I first felt it in the summer of 2014. I must have looked so strong back then. I’d just returned from a long trip to Japan, was working with high-profile clients, preparing to do a stint in New York, was getting my sailing licence — and every day, I felt a little less able to breathe. I started waking up scared: of going to work, of receiving an email or phone call, of someone wanting something from me, of not being able to cope. But I ploughed on.
Then, in early autumn, my parents and sister came to visit to celebrate my birthday. And suddenly I felt like the loneliest person in the world. As we sat around the dinner table, a belt tightened around my chest. I drank to mask the fact that I couldn’t eat. I smiled to stop myself from crying. I had no words for what was happening to me, so I didn’t talk about it.

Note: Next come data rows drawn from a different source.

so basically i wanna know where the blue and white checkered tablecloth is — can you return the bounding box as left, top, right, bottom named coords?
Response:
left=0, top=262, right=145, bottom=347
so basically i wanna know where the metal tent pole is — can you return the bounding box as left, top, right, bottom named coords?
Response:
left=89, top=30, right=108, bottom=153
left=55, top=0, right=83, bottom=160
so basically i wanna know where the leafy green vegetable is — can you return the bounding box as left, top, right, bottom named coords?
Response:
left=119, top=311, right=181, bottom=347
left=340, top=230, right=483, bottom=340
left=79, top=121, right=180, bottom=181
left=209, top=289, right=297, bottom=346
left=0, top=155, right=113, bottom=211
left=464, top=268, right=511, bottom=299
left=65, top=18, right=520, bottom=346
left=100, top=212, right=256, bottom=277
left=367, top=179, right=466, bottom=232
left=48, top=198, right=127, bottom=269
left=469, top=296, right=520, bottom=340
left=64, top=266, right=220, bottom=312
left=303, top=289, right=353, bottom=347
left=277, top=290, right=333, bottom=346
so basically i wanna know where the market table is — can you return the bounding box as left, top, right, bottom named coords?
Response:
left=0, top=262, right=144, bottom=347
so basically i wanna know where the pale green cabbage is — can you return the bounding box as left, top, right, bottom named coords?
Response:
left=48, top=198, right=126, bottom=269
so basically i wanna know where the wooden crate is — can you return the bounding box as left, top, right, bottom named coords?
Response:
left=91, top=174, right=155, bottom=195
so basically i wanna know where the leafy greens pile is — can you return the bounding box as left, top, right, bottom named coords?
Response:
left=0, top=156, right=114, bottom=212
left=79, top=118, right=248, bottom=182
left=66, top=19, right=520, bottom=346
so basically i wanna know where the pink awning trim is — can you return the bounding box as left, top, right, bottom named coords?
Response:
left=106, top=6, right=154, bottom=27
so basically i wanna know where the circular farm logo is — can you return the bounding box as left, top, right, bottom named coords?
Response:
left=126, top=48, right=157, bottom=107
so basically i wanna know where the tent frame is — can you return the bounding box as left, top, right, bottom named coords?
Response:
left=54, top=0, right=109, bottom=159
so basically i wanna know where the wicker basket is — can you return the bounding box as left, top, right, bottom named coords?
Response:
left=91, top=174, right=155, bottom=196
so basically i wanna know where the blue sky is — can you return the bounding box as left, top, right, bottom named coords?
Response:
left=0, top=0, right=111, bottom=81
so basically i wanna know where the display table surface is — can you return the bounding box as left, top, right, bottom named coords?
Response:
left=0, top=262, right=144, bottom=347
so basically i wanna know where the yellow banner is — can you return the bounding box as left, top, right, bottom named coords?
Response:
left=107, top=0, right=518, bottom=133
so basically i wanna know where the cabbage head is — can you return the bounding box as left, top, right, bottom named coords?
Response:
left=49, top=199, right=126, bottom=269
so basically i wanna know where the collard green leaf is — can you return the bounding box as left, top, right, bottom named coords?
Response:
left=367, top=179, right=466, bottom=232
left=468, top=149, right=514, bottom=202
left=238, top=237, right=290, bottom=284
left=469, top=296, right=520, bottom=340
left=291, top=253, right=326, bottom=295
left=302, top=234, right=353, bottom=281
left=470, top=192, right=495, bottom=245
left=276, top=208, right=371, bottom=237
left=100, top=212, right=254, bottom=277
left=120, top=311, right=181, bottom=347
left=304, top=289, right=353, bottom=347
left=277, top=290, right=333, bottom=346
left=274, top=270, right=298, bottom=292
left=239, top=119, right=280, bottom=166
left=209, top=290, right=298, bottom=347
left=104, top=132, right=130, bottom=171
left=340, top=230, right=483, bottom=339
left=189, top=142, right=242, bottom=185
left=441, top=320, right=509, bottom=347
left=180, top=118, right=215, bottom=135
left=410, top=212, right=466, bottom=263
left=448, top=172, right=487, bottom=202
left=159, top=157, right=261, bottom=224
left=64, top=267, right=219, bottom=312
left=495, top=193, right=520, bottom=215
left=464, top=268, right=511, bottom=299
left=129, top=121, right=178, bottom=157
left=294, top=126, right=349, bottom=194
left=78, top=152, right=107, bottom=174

It was actually my mother who gave me the words, when I completely broke down a couple of weeks later: depression. Oh god what a relief that was, to finally be able to name it, to start understanding. Depression! I employed the word liberally, told not only friends but work contacts, even wrote about it a year later. I didn’t stop because I had no reason to: talking about it not only demystified the scary things that were happening to me; it also opened little windows of intimacy between me and the other person. And wonderful things happened in those windows.
I’d never thought that speaking about what I’d considered weakness would have such an amazing effect. It was as if the world had softened around the edges, as if I were in one of Philip Pullman’s parallel universes and physically connected by an invisible chord to whoever I was speaking to. It felt like something, at a time when I was able to feel very little.
It’s my birthday again this weekend. Today, two years later, I have many words to talk about my mental and emotional states, a whole private vocabulary that helps the people closest to me understand, and a public one that allows me to set boundaries when I need them. It’s not a complete language yet, but it’s getting there. I just need to keep talking.
I believe we should all talk a little more about being Anxy.